The partnership has a complicated structure with Nissan holding a 15 percent stake of Renault and no voting rights. Renault, the smaller and less valuable partner, has 44 percent of Nissan and can vote on corporate matters. In 2016, Ghosn added Mitsubishi Motors Corp. to the mix after the company had been caught falsifying mileage estimates for several of its vehicles.
Ghosn’s talked against doing a quick combination of the companies because of failed mergers in the automotive industry, but he also said the alliance isn’t having problems in the short term—it’s long-term issues they’re trying to avoid, Bloomberg quoted Ghosn as saying.
4th Gear: Renault’s Throwing The Cash Toward EVs
An alliance rework isn’t the only thing Renault as a company is thinking about. It’s also planning to invest $1.2 billion into electric-vehicle production, partly to satisfy its biggest shareholder, the French government.
From Bloomberg, again:
Renault will equip four French sites with new electric car production capacity to increase output and update its models, it said Thursday in an emailed statement. Earlier Thursday, the French government confirmed it would vote against Chief Executive Officer Carlos Ghosn’s compensation last year, after extracting a commitment to cut his pay by about 20 percent for this year. The company’s annual meeting will take place in Paris Friday. [...]
The commitment to build electric cars at French sites, aimed at securing future jobs as the industry undergoes unprecedented change, should help improve Renault’s standing with the French government. Other carmakers like Volkswagen AG and BMW AG are also investing heavily in new electric car lineups.

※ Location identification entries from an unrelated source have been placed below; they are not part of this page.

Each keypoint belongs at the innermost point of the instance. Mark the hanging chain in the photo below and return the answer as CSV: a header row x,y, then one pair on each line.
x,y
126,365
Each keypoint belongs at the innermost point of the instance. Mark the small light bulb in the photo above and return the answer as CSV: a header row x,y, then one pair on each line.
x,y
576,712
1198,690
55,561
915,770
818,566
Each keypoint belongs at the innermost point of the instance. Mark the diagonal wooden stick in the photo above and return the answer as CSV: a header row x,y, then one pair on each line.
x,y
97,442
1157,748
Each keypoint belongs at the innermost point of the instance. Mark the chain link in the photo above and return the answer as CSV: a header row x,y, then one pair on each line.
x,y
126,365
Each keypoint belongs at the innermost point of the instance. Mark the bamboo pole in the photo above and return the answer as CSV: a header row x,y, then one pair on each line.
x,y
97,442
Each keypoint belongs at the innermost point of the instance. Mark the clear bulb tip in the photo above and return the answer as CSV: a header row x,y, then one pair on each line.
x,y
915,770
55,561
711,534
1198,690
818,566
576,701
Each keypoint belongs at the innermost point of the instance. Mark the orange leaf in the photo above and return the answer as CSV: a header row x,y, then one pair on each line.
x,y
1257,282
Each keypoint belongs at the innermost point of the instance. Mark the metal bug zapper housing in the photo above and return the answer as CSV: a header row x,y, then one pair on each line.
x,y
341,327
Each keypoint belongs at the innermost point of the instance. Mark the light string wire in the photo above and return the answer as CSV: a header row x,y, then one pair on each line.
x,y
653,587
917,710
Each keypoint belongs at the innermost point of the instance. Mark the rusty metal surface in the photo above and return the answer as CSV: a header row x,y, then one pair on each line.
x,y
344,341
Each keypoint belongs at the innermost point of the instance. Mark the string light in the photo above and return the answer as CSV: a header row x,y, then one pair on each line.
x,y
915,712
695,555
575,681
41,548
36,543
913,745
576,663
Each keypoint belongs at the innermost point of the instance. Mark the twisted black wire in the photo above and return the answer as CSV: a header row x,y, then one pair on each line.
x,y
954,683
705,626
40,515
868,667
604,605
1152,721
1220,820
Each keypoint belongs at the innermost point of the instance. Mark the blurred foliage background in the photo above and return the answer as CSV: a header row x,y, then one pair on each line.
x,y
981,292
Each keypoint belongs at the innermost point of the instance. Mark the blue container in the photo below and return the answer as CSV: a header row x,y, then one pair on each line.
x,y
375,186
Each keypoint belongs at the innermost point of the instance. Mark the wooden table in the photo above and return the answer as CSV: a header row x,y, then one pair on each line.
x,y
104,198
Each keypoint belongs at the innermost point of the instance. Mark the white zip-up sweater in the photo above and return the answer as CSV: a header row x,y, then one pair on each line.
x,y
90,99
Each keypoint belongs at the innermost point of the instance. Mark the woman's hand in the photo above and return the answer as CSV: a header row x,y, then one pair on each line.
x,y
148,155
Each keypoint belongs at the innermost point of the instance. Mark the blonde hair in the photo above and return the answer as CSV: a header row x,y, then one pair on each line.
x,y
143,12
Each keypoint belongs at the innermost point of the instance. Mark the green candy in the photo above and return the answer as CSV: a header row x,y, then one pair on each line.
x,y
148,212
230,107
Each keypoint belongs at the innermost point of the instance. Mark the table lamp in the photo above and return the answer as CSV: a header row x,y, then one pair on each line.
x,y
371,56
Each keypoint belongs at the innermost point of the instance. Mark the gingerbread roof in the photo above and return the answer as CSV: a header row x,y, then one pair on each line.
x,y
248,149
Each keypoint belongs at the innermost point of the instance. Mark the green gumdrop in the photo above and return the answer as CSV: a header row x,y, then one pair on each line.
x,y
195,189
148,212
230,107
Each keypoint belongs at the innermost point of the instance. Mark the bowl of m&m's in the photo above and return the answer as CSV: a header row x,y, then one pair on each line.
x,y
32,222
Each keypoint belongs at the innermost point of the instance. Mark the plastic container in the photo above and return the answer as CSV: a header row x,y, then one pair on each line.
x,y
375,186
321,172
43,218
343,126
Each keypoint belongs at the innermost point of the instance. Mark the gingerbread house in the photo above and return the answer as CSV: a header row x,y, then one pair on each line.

Ghosn said in a statement that the EV production investments “will increase the competitiveness and attractiveness of ... French industrial sites.”
5th Gear: Track Days At Luxury Hotels Are Apparently A Thing Now
If you thought expensive track days with cars you’d never get your hands on otherwise were reserved for the wealthy car nuts and you, once every 10 years when you’ve saved enough money to treat yourself for a birthday, you would, apparently, be wrong. Luxury hotels and race tracks are apparently teaming up to offer vacationers track days.
Here’s the gist of it all, from Bloomberg:
Despite the ubiquity of luxury automaker partnerships at high-end hotels—where you can get chauffeured to and from dinner in a Bentley, or test-drive a Tesla—few properties cater to car lovers in meaningful ways.
Now, tracks across the country—including the Indy Speedway, where two hotels belonging to Hilton’s Tapestry Collection are currently under construction—are pairing up with luxury hotels in new and exciting ways. And hotels are eager to court car lovers in more exciting ways.
“Millennials—new young professionals—they want something more memorable than a golf course for their corporate outings,” explains Sandie Currie, chief operating officer at the Virginia International Raceway, a track whose perimeter is flanked by a handful of two-story villas. “Driving on a track, that’s the kind of thing they’re looking for,” she tells Bloomberg.
Ah, “millennials” and “new young professionals” in the same sentence. Those always go well. (Also, don’t we millennials hate cars?)
Reverse: The First Black Pilot Gets Her License
Bessie Coleman became the first black pilot to be issued a pilot’s license on June 15, 1921, according to the Smithsonian. She trained in France and got her license from the Federation Aeronautique Internationale, then returned to the U.S. in September of that year with the goal of establishing a school for black pilots, but died in a plane accident in 1926.
The crash happened with her mechanic William Will flying the plane, according to the University of Missouri Kansas City’s student paper, the University News, when a malfunction sent them into a nosedive and killed both.
Neutral: At The Right Price, Would You Do A Hotel-Partnered Track Day?
People at expensive track days can be insufferable anyway sometimes. But a bunch of wealthy hotel goers who may or may not actually like cars? Would you share a track with them?